Warga Tanjung Selor Mengeluh Tarif Listrik Naik Terus

Warga tanjung selor mengeluhkan naiknya tarif listrik, mereka tidak mengetahui bahwa mulai dari bulan juli sampai november ini sudah 3 kali tarif listrik naik.

Seperti yg dirasakan warga jelarai biasa mereka membeli token listrik 100rb ukuran 1300VA atau 6 ampare cukup untuk 1 bulan untuk pengisian bulan november ini 100rb hanya cukup untuk 10-12 hari saja jadi kebayangkan sebulan untuk kebutuhan listrik saja sekitar 300rb.
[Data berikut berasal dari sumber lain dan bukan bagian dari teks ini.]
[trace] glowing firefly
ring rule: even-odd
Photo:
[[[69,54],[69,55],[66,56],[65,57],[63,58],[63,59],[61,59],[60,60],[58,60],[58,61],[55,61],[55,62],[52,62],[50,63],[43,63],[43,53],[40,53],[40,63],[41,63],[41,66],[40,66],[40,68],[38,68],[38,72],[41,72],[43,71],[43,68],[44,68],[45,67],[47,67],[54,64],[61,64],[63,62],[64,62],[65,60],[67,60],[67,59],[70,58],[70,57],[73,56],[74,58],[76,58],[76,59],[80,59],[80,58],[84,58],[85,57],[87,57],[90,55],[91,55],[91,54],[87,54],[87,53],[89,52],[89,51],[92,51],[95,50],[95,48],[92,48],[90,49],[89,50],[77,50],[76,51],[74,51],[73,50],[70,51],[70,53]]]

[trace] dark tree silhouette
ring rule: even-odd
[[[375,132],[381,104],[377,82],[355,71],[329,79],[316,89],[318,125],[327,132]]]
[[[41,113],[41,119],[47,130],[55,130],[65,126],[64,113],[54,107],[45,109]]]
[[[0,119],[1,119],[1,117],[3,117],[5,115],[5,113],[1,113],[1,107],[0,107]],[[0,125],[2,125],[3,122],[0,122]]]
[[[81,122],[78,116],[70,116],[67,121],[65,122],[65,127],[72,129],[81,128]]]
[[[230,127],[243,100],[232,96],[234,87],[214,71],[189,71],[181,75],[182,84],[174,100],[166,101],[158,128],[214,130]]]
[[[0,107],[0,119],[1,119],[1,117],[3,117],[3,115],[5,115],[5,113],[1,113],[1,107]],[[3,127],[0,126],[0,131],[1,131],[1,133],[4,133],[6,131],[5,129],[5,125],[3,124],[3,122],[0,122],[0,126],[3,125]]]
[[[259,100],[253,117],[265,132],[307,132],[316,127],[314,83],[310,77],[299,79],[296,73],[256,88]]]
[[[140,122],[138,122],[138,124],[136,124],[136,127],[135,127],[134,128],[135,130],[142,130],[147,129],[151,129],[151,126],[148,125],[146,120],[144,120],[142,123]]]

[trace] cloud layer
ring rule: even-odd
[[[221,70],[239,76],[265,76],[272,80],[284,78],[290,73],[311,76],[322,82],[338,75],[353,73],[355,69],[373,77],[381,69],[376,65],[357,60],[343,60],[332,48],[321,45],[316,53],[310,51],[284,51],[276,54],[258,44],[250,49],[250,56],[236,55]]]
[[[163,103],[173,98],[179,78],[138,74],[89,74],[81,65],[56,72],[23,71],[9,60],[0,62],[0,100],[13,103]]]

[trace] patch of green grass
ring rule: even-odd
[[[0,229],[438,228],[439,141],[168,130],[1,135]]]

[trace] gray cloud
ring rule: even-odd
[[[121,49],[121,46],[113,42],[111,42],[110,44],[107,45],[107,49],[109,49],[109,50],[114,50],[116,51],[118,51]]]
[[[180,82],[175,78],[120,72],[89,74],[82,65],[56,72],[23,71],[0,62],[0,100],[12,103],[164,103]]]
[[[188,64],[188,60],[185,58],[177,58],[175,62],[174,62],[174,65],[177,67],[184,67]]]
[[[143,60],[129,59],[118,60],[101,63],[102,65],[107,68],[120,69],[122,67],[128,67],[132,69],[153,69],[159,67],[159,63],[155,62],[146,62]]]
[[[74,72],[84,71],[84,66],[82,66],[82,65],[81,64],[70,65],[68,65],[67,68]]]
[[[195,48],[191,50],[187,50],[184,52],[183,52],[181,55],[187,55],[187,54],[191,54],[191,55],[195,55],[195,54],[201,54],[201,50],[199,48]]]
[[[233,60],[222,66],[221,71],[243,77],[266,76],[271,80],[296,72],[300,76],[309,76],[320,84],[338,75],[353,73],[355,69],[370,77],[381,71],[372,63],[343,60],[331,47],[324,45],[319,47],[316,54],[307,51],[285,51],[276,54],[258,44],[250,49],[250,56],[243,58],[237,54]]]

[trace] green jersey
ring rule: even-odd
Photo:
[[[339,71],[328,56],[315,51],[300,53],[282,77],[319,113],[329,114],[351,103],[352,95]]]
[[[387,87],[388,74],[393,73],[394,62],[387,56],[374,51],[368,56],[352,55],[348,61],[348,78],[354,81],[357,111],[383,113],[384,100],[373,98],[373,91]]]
Maklum saja warga menjerit setelah di berikan musibah naik listrik selama 3 kali masih di bulan yg sama juga tepatnya 18 november pemerintah menaikan harga BBM sehingga berpengaruh juga ke harga-harga yg lain. Kalo sudah begini rakyat juga yang dirugikan.

Sebagai info saja bagi anda yg tidak mengetahui kenaikan listrik yg telah naik sekitar 3 kali berikut info dari PLN yang telah di umumkan pada bulan juli yang lalu.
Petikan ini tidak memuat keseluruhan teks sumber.